Compliance bezeichnet die Gesamtheit aller Maßnahmen, die das regelkonforme
Verhalten eines Unternehmens, seiner Organisationsmitglieder und seiner Mitarbeiter im Hinblick auf alle gesetzlichen Ge- und Verbote begründen.

Compliance umfasst die Einhaltung der Sorgfaltsanforderung abgestimmt
auf die jeweiligen Branchenanforderungen. Compliance beinhaltet außerdem Aspekte der Informationssicherheit, setzt den Einsatz rechtskonformer IT-Systeme voraus und fordert Informations- und Dokumentationspflichten ein.

Für die Umsetzung der Compliance-Vorgaben muss die IT-Organisation
mögliche Risiken in den IT-Systemen erheben und bewerten. Alle IT-Ressourcen müssen systematisch erfasst und Schwachstellen der Systemsicherheit und des Datenschutzes beseitigt oder entsprechend überwacht werden.

Compliance sieht z.B. klare Regelungen zur Datenarchivierung und der Vorgehensweise beim Austritt von Mitarbeitern vor.
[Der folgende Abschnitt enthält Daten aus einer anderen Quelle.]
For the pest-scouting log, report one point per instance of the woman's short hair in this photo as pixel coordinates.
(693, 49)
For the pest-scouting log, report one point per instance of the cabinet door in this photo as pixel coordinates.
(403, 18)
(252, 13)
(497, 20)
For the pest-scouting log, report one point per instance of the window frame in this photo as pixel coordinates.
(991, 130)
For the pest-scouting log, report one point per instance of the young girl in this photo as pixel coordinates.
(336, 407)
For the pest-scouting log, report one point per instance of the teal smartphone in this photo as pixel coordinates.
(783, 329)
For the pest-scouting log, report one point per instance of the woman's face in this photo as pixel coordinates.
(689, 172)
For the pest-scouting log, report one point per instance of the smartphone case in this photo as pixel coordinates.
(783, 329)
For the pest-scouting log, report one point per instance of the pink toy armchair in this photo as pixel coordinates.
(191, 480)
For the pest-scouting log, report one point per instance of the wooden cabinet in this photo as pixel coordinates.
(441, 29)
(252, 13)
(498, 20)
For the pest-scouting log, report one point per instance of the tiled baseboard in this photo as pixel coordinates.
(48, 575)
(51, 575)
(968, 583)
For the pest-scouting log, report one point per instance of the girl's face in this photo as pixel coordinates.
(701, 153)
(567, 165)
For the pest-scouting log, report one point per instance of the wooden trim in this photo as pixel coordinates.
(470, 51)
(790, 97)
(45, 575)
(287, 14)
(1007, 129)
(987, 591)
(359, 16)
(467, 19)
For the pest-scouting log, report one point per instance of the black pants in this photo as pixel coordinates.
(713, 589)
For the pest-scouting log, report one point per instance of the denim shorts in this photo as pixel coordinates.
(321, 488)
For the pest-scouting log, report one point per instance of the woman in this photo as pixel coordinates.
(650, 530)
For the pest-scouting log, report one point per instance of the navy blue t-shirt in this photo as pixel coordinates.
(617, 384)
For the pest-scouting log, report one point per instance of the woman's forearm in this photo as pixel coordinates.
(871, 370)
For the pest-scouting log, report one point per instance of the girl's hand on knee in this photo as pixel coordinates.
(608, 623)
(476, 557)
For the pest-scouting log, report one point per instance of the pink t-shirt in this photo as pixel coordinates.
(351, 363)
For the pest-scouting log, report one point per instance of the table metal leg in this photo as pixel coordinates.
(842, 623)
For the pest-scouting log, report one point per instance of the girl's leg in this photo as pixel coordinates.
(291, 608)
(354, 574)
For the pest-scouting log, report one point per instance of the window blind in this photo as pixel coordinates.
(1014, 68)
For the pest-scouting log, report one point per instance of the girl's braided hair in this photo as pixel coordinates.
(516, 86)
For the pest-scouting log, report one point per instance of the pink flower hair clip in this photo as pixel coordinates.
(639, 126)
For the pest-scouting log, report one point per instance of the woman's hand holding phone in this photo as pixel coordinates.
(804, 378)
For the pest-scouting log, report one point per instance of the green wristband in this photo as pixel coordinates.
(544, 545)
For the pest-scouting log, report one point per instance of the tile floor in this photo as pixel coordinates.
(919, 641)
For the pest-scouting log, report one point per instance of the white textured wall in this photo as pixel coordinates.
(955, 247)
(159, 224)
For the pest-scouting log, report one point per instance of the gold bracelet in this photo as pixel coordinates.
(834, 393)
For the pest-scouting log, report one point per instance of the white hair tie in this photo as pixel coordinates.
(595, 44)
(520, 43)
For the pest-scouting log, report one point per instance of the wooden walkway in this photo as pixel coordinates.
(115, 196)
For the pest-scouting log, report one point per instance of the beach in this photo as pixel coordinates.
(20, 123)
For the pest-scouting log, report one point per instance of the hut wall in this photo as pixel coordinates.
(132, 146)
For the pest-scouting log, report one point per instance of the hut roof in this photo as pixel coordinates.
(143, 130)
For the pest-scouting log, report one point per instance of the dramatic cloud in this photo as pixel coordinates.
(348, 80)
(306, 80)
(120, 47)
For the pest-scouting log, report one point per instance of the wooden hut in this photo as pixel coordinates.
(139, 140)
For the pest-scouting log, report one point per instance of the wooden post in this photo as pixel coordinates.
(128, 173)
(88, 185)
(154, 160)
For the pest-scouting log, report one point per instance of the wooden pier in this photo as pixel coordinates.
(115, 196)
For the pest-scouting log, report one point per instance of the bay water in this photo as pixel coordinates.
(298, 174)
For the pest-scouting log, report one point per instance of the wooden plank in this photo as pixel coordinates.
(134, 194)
Der Betrieb eines rechtskonformen IT-Systems setzt ein korrektes Lizenz-Management für alle eingesetzten Hardware- und Software-Produkte voraus.

Das Österreichische IT-Sicherheitshandbuch kann als Handlungsanleitung für Maßnahmen für IT-Compliance verwendet werden. In Deutschland gibt es dazu die umfangreicheren BSI Grundschutzkataloge.